WITCHES, and a pilot’s thumb–then a drum (1.3.22-32) #DaggerDrawn #SlowShakespeare

FIRST WITCH            Look what I have.

SECOND WITCH        Show me, show me.

FIRST WITCH            Here I have a pilot’s thumb,

Wrecked as homeward he did come.

Drum within

THIRD WITCH           A drum, a drum.

Macbeth doth come.

ALL WITCHES            The weyard sisters, hand in hand,

Posters of the sea and land,

Thus do go about, about,

Thrice to thine, and thrice to mine,

And thrice again, to make up nine.

Peace, the charm’s wound up.          (1.3.22-32)

 

Almost casual, this bit of show and tell: look what I have! Gleeful, boastful; a souvenir, a trophy: here I have a pilot’s thumb, wrecked as homeward he did come. A pilot like the master of the Tiger—they’ve done such things before, then—his thumb—torn away by the violence of the tiller’s movement in his hand, as he tried in vain to steer the ship through the storm? removed from his body, after the wreck of his ship? The Folio has wrackt, which is cognate with wreck, but also has the sense of ruin, destroy, as in wrack and ruin; in another sense it can mean to revenge. And if it’s pronounced wracked, rather than wrecked, then racked is also there, in the sense of being torn apart by torture; especially current post Gunpowder Plot. No time for much reaction to the triumphantly (or indeed casually) produced thumb, however: a drum. Someone is coming. The soundscape of the storm, the thunder and lightning, is augmented by a sound created by human agency. Unlikely that a drummer will appear—there isn’t an army coming—but things are about to develop and change. A drum, a drum. Macbeth doth come. They’ve been waiting for this, just—killing time. So a charm, affirming their identity, their alliance together, and their power. They are the weyard sisters, the weird sisters, the wayward sisters, the wyrd sisters. Agents of fate, that last epithet makes them. They dance, hand in hand; they are posters of the sea and land, moving at speed, posting on water as much as on dry land. They go about, about, circling in their ring, changing direction, to thine, to mine; they perform nine rotations. All the while, the drum? Perhaps. But, peace, the charm’s wound up. That’s done it. Wound up, as concluded, ready to go. But also in the sense (one which will return in this play) of the tightened string, the coiled spring. The rack, the pilot’s thumb. The wheels turn.
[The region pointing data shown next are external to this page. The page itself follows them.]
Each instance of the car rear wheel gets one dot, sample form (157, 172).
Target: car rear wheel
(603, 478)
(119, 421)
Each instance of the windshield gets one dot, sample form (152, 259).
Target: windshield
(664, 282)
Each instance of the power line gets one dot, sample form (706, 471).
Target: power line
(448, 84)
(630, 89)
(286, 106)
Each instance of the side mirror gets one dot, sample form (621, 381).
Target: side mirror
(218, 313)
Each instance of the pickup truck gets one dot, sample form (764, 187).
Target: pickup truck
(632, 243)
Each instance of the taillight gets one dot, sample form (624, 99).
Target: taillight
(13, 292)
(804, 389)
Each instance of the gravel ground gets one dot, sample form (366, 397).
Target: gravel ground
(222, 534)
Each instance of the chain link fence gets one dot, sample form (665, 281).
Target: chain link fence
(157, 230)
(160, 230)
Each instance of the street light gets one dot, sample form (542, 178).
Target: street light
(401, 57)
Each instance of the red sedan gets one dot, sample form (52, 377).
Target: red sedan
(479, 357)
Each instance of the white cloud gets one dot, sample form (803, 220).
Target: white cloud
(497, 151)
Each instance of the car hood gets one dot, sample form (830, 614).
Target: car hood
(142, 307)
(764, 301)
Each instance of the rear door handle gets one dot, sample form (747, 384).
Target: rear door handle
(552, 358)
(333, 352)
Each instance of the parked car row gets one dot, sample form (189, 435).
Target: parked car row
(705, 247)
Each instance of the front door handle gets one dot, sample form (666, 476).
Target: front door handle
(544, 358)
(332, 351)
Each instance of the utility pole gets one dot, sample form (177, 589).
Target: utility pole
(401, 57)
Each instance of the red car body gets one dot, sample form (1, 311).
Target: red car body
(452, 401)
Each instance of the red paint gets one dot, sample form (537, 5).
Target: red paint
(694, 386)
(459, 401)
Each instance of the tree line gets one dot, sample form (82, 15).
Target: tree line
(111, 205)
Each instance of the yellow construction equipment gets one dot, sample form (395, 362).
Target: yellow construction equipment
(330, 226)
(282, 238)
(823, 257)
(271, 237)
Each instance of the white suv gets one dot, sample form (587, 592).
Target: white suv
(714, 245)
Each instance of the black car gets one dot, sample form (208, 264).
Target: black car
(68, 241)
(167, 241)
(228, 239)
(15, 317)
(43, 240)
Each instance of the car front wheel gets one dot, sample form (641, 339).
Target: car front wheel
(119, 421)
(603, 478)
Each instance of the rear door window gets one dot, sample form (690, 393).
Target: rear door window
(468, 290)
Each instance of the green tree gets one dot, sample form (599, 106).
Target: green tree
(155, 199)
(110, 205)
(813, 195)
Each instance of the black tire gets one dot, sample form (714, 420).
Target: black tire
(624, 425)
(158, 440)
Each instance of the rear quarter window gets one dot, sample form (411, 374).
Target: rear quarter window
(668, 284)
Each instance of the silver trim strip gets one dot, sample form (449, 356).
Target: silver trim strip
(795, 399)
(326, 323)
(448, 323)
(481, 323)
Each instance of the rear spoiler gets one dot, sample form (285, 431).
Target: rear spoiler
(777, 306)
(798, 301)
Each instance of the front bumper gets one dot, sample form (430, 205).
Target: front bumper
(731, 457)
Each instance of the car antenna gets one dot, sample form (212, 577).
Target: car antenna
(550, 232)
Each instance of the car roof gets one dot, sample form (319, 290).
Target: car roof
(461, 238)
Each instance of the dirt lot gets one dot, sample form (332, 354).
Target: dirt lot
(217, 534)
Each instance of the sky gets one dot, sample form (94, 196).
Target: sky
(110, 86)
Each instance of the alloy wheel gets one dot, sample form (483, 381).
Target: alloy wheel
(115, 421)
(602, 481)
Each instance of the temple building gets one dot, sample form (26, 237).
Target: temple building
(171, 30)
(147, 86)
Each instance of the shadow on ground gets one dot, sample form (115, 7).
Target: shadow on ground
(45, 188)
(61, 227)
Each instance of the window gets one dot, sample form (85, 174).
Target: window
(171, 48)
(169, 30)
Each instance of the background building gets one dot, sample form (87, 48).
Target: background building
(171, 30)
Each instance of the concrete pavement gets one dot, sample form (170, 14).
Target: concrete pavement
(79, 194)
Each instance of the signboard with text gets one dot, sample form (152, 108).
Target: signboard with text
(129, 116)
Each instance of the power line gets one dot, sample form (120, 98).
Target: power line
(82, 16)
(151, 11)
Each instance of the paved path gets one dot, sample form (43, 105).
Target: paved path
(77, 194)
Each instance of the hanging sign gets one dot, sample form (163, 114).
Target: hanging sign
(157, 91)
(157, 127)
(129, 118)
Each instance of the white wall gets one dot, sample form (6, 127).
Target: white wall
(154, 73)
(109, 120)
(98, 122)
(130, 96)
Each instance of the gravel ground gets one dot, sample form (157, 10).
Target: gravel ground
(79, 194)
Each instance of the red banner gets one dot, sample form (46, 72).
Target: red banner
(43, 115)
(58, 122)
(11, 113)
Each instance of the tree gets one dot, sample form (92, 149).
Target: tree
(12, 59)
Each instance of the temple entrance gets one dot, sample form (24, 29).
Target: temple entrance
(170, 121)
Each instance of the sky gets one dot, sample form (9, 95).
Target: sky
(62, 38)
View 2 comments on “WITCHES, and a pilot’s thumb–then a drum (1.3.22-32) #DaggerDrawn #SlowShakespeare

  1. I like wrackt better, don’t you? Why modernize it? Perfectly understandable and, as you explain beautifully, so much more meaning in there! This passage shows some of Shakespeare’s most advanced use of prose and meter. Rhyming tetrameters can get very dull when carried on without variation (sound very limerick-y). Here he starts with two short prose lines: “Look what I have. / Show me, show me.” Then, 2 headless tetramers in a couplet, followed by a regular tetramer with an internal rhyme in half-lines (brilliant!) rhyming with the previous couplet (without the half-line internal rhyme, the repeated word “come” would stand out as very awkward). Next a couplet, an isolated unrhymed tetramer, another couplet, and a final short prose line (5 syllables). The 5 tetramers begin and end with regular lines, with 3 headless lines in the middle. Despite this metrical variation, when I read these lines, they sound remarkably regular, contrasting with the stark prose beginning and end. Fascinating!

    1. I definitely prefer wracked… (The Arden 3 is excellent. In terms of hard copy, I also very much like the Oxford World’s Classics edition, but it’s in college, where I mostly am not!)